Die Zuwanderung nach Deutschland hat seit der Grenzöffnung im September 2015 eine neue Dimension erreicht. Aus in Auflösung begriffenen Staaten kommen überwiegend muslimische Migranten als ’neue Deutsche‘ in die Gesellschaft derer, ‚die schon länger hier leben‘ (Angela Merkel). Die Politik bietet Rhetorik und Durchhalteparolen – von der ‚Willkommenskultur‘ über ‚Wir schaffen das‘ bis zu ‚Fluchtursachen bekämpfen‘ –, hat aber weder ein schlüssiges Konzept für den Umgang mit den Flüchtlingsströmen noch für eine echte Integration der Zuwanderer.
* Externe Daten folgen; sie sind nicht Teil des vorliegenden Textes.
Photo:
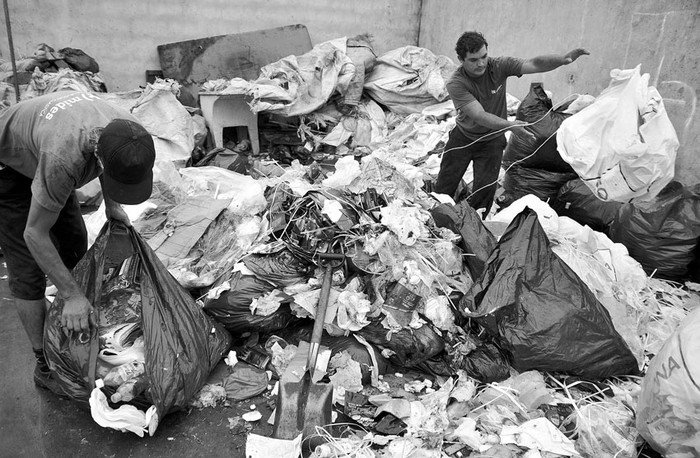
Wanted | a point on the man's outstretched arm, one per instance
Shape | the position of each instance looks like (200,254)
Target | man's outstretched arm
(541,64)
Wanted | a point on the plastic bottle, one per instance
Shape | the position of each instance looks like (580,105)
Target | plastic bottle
(126,371)
(130,389)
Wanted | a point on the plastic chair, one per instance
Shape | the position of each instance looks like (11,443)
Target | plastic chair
(229,110)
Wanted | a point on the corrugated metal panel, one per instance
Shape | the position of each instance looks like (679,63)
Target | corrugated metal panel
(122,36)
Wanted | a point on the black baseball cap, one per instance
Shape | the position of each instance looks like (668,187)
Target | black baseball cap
(127,154)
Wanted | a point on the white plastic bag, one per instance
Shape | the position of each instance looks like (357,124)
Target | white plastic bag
(623,145)
(668,411)
(125,418)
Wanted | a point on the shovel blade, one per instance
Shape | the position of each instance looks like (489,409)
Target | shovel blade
(301,406)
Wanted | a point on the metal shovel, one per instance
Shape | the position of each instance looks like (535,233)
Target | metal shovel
(302,405)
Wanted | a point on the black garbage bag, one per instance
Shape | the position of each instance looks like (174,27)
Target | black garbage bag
(410,346)
(520,181)
(280,269)
(79,61)
(232,307)
(577,201)
(662,235)
(541,313)
(182,344)
(477,241)
(535,108)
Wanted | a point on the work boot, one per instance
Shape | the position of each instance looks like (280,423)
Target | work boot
(43,377)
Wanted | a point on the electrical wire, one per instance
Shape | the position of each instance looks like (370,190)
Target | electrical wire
(507,128)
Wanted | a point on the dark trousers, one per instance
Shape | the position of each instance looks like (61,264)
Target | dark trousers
(69,235)
(486,155)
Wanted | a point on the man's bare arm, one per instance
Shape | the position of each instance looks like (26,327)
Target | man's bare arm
(76,308)
(541,64)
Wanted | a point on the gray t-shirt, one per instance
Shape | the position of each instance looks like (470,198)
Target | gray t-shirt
(52,140)
(488,89)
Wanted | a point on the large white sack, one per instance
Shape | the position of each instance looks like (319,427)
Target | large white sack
(409,79)
(167,120)
(623,145)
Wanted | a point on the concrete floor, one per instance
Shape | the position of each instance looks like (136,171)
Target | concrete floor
(36,423)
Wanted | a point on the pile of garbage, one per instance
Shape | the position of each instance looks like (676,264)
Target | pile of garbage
(48,70)
(549,328)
Bassam Tibi, selbst syrischer Migrant, analysiert sachorientiert und kundig die Faktenlage. Integration, so zeigt er auf, ist etwas anderes als ein Zurschaustellen von Fremdenliebe, verbunden mit Unterbringung, Alimentierung und Sprachkursen. Integration erfordert vor allem das Angebot einer inklusiven Bürgeridentität des Aufnahmelandes und einer Annahme dieses Angebots durch Neuankömmlinge – nur so kann sich ein sense of belonging einstellen, ein Zugehörigkeitsgefühl und eine Identifizierung mit der Aufnahmegesellschaft und ihren Werten. Doch spätestens an diesem essentiellen Punkt versagt die deutsche Migrationspolitik vollständig und mit katastrophalen Konsequenzen, und das nicht erst seit 2015. Viele hier lebende Muslime haben ein akutes Identitätsproblem – eine der Hauptursachen für religiöse Radikalisierung und Ablehnung der Aufnahmegesellschaft bis hin zu einer offen feindseligen Haltung ihr gegenüber. Tibi arbeitet eindringlich die Gefahren und Folgen heraus, die mit einem Scheitern des aktuell stattfindenden Großexperiments Zuwanderung verbunden sind, und bietet gleichzeitig eine scharfsinnige Analyse der Situation in den derzeit besonders problematischen Herkunftsstaaten.
Über den Autor
Bassam Tibi, Jahrgang 1944, wuchs in Damaskus auf und kam 1962 nach Deutschland, wo er Sozialwissenschaft, Philosophie und Geschichte studierte – unter anderem bei Max Horkheimer und Theodor W. Adorno. Mit 28 Jahren wurde er Professor für Internationale Beziehungen in Göttingen. Tibi lehrte und forschte auf allen fünf Kontinenten, u.a. an den Universitäten Harvard, Cornell, Berkeley und Yale, an der American University of Cairo sowie in Dakar, Yaoundé, Khartum, Jakarta und Singapur. 2016 wurde er in den Senat der von Helmut Schmidt ins Leben gerufenen Deutschen Nationalstiftung gewählt. Tibi gilt als Begründer der Islamologie und war und ist stets um die Förderung eines besseren Verständnisses des Islam bemüht, wofür ihm 1995 von Roman Herzog das Bundesverdienstkreuz 1. Klasse verliehen wurde. Er ist Mitinitiator der arabischen Organisation für Menschenrechte und prononcierter Vertreter des Aufklärungs-Islam.